Mom Of 3 Opens Up About The Brutal Reality Of Parenting During A Pandemic

I admit it: There are two different versions of me when it comes to being a parent. One of them is the version I like the world to see: funny, calm and creative — the mom who throws together a mini-production of “Les Miserables,” using an old red beret and broom, followed by hot chocolate, croissants, and a kid-level talk about why 19th-century France sucked.

But there’s another mom within. Let’s call her … Mommy Dearest. Mommy is one of those people who are very, very nice, until she’s very, very not. She’s given to grinding her teeth in frustration and yelling. So if I have two distinct parenting personalities — nice and uh-oh — which one will win out while I am stuck at home with three kids and no break for what is starting to feel like forever?

Rachel Spalding

As the world waits out COVID-19, unemployment numbers are at historic highs and hundreds of thousands of people have lost their lives. I get the seriousness. I get that as I sit here with food in the fridge and toilet paper in the bathroom, things could be much worse.

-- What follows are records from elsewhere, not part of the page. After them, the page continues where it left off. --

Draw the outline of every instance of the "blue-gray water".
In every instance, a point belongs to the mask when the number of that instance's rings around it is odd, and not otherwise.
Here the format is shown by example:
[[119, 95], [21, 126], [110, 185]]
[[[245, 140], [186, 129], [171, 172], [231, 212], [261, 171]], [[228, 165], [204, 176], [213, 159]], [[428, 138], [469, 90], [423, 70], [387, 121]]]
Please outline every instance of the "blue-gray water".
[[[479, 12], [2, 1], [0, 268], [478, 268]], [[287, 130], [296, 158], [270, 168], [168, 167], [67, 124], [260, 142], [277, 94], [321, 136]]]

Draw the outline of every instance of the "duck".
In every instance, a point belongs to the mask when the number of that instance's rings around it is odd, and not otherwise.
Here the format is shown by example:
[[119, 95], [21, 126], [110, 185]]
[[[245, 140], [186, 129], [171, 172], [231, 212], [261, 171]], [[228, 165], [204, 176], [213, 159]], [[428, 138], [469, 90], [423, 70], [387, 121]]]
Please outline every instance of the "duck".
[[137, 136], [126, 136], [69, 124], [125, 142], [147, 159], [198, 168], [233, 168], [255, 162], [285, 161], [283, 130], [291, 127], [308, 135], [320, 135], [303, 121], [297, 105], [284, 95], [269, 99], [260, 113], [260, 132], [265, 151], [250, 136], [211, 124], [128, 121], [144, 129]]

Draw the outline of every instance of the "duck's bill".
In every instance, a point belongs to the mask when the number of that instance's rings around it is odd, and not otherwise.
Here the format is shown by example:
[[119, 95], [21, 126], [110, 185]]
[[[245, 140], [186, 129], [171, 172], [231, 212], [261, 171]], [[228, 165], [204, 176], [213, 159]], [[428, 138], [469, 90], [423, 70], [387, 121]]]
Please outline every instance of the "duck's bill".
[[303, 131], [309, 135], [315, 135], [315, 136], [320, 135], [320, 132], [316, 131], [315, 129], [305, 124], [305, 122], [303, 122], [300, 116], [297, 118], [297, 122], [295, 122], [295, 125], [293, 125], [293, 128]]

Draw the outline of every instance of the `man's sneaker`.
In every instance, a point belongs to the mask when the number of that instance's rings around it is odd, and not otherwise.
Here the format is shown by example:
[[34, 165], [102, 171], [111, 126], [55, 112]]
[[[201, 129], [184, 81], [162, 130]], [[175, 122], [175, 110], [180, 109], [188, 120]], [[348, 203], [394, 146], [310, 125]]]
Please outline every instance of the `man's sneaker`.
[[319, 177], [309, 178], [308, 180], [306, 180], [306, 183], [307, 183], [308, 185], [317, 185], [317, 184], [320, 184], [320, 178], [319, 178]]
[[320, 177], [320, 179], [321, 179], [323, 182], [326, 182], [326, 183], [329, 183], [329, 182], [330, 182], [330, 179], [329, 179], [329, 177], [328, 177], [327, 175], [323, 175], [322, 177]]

But staying in my house ALL day and ALL night means the people I love most — my husband and my three daughters, ages 15, 14 and 8 — will inevitably be on the receiving end of my good and bad moods, my embarrassing Dr. Jekyll-to-Mr. Hyde personality flip (without the murderous subplot, just so you know).

As a writer who’s working on a master’s degree, I’m now also expected to run a home school with three grade levels. That’s a lot for someone like me because of the unrealistic expectations I set for myself. Even in better times, I always found school breaks hard because I exhaust myself with my own plans.

The expectations I have for a week off involve activities both fun and educational: Hitting the art museum one day, with drawing practice afterward and baking a gorgeous red velvet cake from scratch the next, featuring a unit on measuring, plus a video on how wheat is milled into flour.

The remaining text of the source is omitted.